Grizzlies Turn Up the Heat 

Memphis burns its way through the first month of the NBA season.

Marc Gasol

Larry Kuzniewski

Marc Gasol


The Grizzlies came into the 2014–15 season poised to get off to a hot start, but no one expected them to be this good. At the time of this writing, they're 12–2, with one loss coming at the hands of the Eastern Conference-leading Toronto Raptors while missing five rotation players due to a stomach virus. They've got the fourth-best defensive rating in the NBA and, miracle of miracles, the fifth-best offensive rating. Head coach Dave Joerger, after a rocky start in his rookie season, has the boys in Beale Street Blue firing on all cylinders, playing to their strengths and dominating teams in a way we haven't seen before.

The question, then, is: How long can they keep winning at this rate? The first 10 games of the season were against inferior teams, at least compared to some of the teams they'll face in the next 20 games: the defending NBA champion Spurs (twice), their Finals opponents, the Miami Heat, and the Golden State Warriors (the only team higher in most power rankings than the Grizzlies), to name three.

At 12–2, the team is off to the same start as it had for the 2012–13 season, when the Grizzlies played .500 ball for most of January and February, before trading Rudy Gay to Toronto and making a run to the Western Conference Finals. In this year's ultra-competitive Western Conference, a couple of months of .500 basketball might put them at the back of the playoff pack in January, something they certainly want to avoid.

There's really one big (seven-foot-tall) reason the Grizzlies are playing the way they are: Marc Gasol, in the final year of his contract, is performing at a level we've always talked about in hushed tones, barely hinted at in his previous outbursts: "If Gasol would only ..." or "If he ever figures out that he should shoot ..." and so on and so forth. It's early in the season, for sure, but Gasol's name is already coming up in MVP candidate discussions. He's scoring at a prolific rate — he just had back-to-back 30-point games against the Celtics and Clippers, the first such double of his career — and his rebounding numbers are up as well. The only thing Gasol is not doing more than he did last year is assisting, and that's because this season Gasol is taking those shots himself.

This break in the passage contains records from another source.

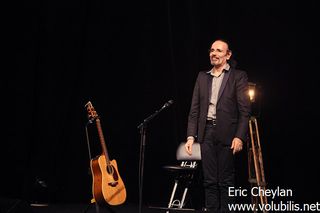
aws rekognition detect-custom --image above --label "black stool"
[163,142,201,212]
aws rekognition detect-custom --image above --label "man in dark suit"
[185,39,250,212]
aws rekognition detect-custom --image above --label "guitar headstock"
[85,101,99,121]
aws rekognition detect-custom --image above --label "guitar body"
[90,155,127,205]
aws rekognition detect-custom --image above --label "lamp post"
[247,82,268,212]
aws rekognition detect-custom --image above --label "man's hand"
[184,137,194,155]
[231,138,243,154]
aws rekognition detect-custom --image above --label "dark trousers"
[201,123,235,212]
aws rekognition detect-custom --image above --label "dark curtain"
[0,0,319,206]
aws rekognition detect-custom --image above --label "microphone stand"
[138,104,169,213]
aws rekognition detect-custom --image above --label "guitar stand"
[83,199,116,213]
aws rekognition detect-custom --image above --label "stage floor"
[31,204,202,213]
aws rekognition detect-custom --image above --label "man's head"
[209,39,232,67]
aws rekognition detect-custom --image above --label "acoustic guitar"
[85,101,127,205]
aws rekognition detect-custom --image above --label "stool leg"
[168,180,178,208]
[179,187,188,209]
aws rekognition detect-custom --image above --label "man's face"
[209,40,231,67]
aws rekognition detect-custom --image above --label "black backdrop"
[1,0,320,208]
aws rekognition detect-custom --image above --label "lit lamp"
[248,82,261,117]
[248,82,256,103]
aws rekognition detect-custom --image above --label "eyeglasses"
[208,49,230,54]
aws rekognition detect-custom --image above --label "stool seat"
[163,165,196,172]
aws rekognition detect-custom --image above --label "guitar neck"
[96,118,110,164]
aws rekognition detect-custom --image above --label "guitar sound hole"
[107,165,113,174]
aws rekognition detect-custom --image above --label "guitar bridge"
[108,181,118,187]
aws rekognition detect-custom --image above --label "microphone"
[161,100,173,110]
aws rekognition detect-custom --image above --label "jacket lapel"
[217,68,232,102]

The cynical explanation is that Gasol is playing this way because it's a contract year and he wants to make himself a more lucrative free agent. The more generous explanation (and probably more accurate, given what we know about Gasol) is that Gasol has realized that he has to alter his game to take this team from "perennial playoff team" to "legitimate title contender," and that given the talent around him this year, if he can sustain his current level of play, that's exactly what the Grizzlies are: one of the best teams in the league.

I don't expect the Grizzlies to keep winning 85 percent of their games. There are too many other good teams in the league, especially in the West. There will be nights when they are tired, nights when the other team is more fired up, nights when they just can't hit the shots that are open, nights when it just isn't happening. The NBA season is long and it's littered with nights like that. But, on the flipside, this is a team that won 50 games last year, despite the injury plague that bit them from November on. A team that has won more games than anybody since Gasol returned from injury last season. If they won 50 last year, how many can they win this year?

Joerger has taken the good bones he inherited — let's not pretend Lionel Hollins didn't win with a similar (if less deep) roster — and turned them into a team that can beat any team in the league. They can play inside-out, and this season, when that's not working, Courtney Lee's hot shooting has saved the day more than once from outside, providing just enough floor spacing on offense to keep defenses honest. Beyond that, the whole team has bought into this season. They're playing like a veteran team of guys who know each other, and who are motivated to get to somewhere they haven't been before. The great thing about that for the city of Memphis? There are only two places they haven't been before: the NBA Finals and an NBA title. Opportunities like this don't come often for franchises, or cities, or teams. The Grizzlies seem determined to make their own luck, and seize what's in front of them.

They're stepping up to the occasion, and the whole basketball world has taken notice.